Beatrice Guzzardi | 19 maggio

Venerdì 19 aprile le autorità turche hanno arrestato il direttore e tre dipendenti della testata giornalistica Sozcu, sostenitrice del partito di opposizione.

Il proprietario Burak Akbay è stato arrestato insieme ad alcuni dipendenti tra cui il dirigente esecutivo del sito web, Mediha Olgun. L’accusa è di avere stretto contatti con Fethullah Gulen, il principale  responsabile del tentato colpo di stato dello scorso anno.

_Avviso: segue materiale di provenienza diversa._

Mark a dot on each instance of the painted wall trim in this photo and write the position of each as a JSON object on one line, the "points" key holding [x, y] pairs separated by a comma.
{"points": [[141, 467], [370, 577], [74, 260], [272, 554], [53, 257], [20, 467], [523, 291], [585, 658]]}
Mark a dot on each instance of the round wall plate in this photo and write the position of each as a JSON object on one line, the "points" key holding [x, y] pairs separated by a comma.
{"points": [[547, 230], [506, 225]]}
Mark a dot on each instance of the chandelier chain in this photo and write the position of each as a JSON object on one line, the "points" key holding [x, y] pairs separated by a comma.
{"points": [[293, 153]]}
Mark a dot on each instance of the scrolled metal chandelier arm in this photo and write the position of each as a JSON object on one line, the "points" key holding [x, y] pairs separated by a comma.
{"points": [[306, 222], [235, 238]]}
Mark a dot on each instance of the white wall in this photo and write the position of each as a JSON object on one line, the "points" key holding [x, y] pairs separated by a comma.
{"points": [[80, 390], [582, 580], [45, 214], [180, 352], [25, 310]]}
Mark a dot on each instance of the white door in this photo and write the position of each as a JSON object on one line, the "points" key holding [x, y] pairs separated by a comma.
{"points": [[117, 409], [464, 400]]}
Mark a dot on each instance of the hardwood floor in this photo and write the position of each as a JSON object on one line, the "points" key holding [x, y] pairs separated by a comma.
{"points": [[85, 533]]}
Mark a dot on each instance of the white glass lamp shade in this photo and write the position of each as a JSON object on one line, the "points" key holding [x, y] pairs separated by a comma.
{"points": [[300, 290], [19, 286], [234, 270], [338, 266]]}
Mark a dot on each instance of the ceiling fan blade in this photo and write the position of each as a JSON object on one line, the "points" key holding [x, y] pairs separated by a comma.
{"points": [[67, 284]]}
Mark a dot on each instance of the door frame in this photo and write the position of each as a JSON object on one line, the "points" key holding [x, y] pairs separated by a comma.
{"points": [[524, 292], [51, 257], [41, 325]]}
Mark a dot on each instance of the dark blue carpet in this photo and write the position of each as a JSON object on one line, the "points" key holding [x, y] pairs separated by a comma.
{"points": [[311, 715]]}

La Turkish Journalist Union ha definito la situazione “inaccettabile”, postando su twitter che “se Sozcu verrà messo a tacere, tutta la Turchia verrà messa a tacere”.

Il quotidiano - laico, nazionalista e critico nei confronti sia del governo che del movimento gulenista - non ha mai nascosto di condividere la causa del PKK. 

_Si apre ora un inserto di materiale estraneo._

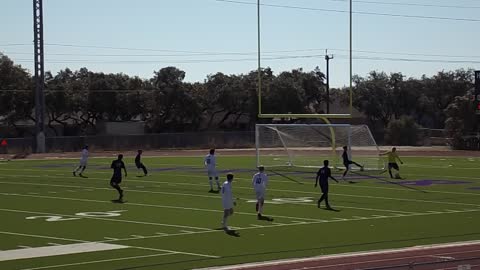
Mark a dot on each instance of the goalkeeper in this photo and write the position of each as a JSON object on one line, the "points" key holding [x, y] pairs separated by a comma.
{"points": [[392, 162]]}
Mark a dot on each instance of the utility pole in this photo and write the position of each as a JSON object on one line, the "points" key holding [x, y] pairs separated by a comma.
{"points": [[39, 142], [328, 58]]}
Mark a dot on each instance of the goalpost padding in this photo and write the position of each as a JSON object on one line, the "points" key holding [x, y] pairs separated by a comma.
{"points": [[307, 145]]}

Il leader del partito di opposizione CHP, Kemal Kilicdaroglu, ha criticato aspramente gli arresti. Al sito Cumhuriyet il politico ha dichiarato: “stiamo affrontando un regime dittatoriale. L’operazione contro Sozcu è un’operazione contro la Turchia”.

Dopo il colpo di stato dello scorso luglio fu dichiarato lo stato d’emergenza. 47.000 5persone furono arrestate e altre migliaia persero il proprio lavoro.

La scorso mese la Turchia ha licenziato 4000 funzionari pubblici. Il 29 aprile 9.100 membri delle forze dell’ordine sono stati sospesi. Anche Ergin Demirhan, editor di  sendika.org, è stato arrestato. La testata online aveva denunciato la vittoria illegittima del “Sí” al referendum del 16 aprile che ha ufficializzato l’aumento dei poteri di Erdogan.